Exercise calories burned

Burning lots of calories when you exercise shouldn’t be your only goal. Working out has too many other health benefits that make it worthwhile irrespective of the number of calories you burn. But what if you want to get leaner and maximize the number of calories you burn for the time you put into a workout?

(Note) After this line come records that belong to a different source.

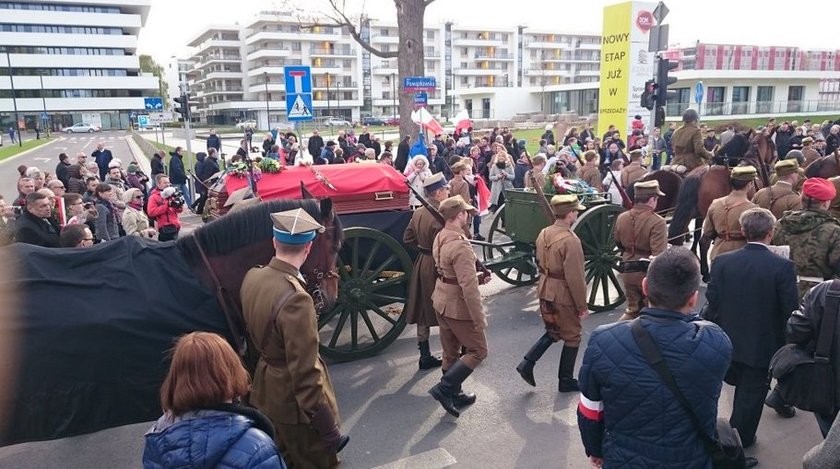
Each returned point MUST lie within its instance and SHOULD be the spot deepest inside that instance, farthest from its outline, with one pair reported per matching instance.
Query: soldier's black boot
(526, 366)
(427, 361)
(462, 399)
(566, 371)
(444, 391)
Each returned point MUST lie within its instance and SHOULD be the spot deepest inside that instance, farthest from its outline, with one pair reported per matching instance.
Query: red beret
(819, 189)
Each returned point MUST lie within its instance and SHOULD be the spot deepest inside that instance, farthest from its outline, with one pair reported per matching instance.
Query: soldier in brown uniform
(291, 383)
(687, 142)
(419, 234)
(459, 186)
(539, 162)
(458, 304)
(780, 197)
(589, 173)
(639, 233)
(562, 293)
(721, 224)
(633, 171)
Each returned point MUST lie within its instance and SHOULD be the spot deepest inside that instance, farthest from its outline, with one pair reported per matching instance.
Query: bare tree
(410, 54)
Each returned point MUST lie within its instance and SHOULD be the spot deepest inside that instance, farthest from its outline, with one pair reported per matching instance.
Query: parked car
(80, 128)
(370, 120)
(243, 124)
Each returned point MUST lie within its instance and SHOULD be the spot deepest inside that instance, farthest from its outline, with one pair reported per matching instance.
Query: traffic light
(182, 106)
(663, 81)
(649, 95)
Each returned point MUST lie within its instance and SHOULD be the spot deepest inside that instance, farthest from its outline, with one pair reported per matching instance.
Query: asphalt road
(45, 157)
(394, 423)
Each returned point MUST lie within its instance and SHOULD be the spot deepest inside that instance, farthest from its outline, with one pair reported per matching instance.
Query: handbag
(726, 450)
(805, 377)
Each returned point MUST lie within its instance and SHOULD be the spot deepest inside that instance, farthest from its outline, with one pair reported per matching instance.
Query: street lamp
(267, 116)
(14, 98)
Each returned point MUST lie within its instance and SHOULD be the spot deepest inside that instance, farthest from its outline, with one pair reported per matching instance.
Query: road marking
(434, 459)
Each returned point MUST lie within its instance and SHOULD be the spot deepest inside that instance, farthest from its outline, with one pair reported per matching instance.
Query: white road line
(434, 459)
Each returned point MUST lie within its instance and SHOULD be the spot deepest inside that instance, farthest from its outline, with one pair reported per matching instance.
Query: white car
(80, 128)
(243, 124)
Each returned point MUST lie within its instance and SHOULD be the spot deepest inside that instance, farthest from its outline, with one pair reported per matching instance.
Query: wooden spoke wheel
(528, 274)
(374, 271)
(594, 227)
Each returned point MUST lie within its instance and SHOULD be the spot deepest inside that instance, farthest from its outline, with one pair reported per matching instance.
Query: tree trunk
(411, 61)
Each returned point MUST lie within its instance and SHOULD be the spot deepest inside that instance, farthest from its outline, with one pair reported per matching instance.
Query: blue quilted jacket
(628, 416)
(209, 439)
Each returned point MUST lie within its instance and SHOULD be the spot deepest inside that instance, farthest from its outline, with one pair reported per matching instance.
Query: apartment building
(76, 61)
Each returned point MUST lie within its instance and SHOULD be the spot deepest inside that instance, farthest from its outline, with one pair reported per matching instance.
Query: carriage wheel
(374, 271)
(497, 235)
(594, 227)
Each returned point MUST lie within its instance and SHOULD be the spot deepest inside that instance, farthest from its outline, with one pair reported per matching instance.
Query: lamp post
(14, 98)
(267, 116)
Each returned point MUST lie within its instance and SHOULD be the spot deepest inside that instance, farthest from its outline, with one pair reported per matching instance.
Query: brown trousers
(302, 448)
(561, 322)
(453, 334)
(636, 299)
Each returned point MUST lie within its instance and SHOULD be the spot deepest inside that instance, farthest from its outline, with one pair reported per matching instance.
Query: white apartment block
(75, 60)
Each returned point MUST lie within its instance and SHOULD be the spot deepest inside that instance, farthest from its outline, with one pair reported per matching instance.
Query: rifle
(484, 272)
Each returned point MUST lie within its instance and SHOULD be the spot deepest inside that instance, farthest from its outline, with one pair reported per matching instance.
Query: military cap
(648, 188)
(563, 204)
(452, 206)
(295, 226)
(785, 167)
(743, 173)
(819, 189)
(434, 182)
(458, 167)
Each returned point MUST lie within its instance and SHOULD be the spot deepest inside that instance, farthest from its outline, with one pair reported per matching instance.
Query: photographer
(165, 204)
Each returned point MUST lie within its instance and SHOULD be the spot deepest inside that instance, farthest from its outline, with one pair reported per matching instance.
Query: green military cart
(510, 247)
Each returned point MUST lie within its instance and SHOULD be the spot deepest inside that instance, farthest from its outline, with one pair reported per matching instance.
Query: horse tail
(686, 209)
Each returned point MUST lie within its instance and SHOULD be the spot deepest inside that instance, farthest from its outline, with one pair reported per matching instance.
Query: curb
(25, 152)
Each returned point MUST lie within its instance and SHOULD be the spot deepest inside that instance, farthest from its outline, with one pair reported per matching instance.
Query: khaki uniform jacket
(591, 176)
(538, 175)
(632, 173)
(420, 234)
(722, 223)
(291, 381)
(688, 147)
(778, 198)
(640, 233)
(455, 259)
(560, 257)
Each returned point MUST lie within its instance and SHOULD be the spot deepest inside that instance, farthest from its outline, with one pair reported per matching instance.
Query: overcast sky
(172, 23)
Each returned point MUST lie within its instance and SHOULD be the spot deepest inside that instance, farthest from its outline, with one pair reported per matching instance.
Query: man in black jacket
(315, 145)
(756, 327)
(34, 226)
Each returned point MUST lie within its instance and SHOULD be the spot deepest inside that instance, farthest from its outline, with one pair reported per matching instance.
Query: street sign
(298, 93)
(161, 117)
(421, 99)
(411, 84)
(153, 104)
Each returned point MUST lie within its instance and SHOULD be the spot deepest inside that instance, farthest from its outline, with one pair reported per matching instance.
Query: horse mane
(248, 226)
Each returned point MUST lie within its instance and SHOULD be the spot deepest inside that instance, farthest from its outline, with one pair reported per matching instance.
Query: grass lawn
(8, 149)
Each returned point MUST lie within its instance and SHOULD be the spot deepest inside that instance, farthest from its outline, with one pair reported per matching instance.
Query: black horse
(85, 333)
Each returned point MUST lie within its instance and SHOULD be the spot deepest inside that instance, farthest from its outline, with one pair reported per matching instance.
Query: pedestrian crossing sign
(299, 107)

Choose your exercises carefully. Some exercises don’t burn as many calories as you might think. Don’t put these exercises aside, as they have other health and fitness benefits, but make sure you have a realistic idea of how much they contribute to weight loss.

Pilates

Pilates offers health and fitness benefits, but it’s not an exceptional calorie burner. Pilates was developed to help injured athletes return to exercise safely, so it’s not meant to be intense or to burn a lot of calories. What it’s good for is building core strength and improving flexibility. Pilates also improves body awareness, muscle control, breathing, and for improving posture. Some people believe it helps relieve stress, too. In some Pilates classes, participants do a form of pilates that uses special spring-loaded equipment, but you can also do a mat version where you use your own body weight as resistance. However, even this type of Pilates is not a big calorie burner. Depending on your level, an hour class burns between 200 and 250 calories.

Yoga

Yoga has many health benefits. It improves muscle endurance, mobility, and flexibility. Plus, yoga poses are excellent for easing stress, calming the nervous system, cultivating mindfulness, and improving control of breath.  Some studies show it even helps people make healthier food choices by increasing awareness.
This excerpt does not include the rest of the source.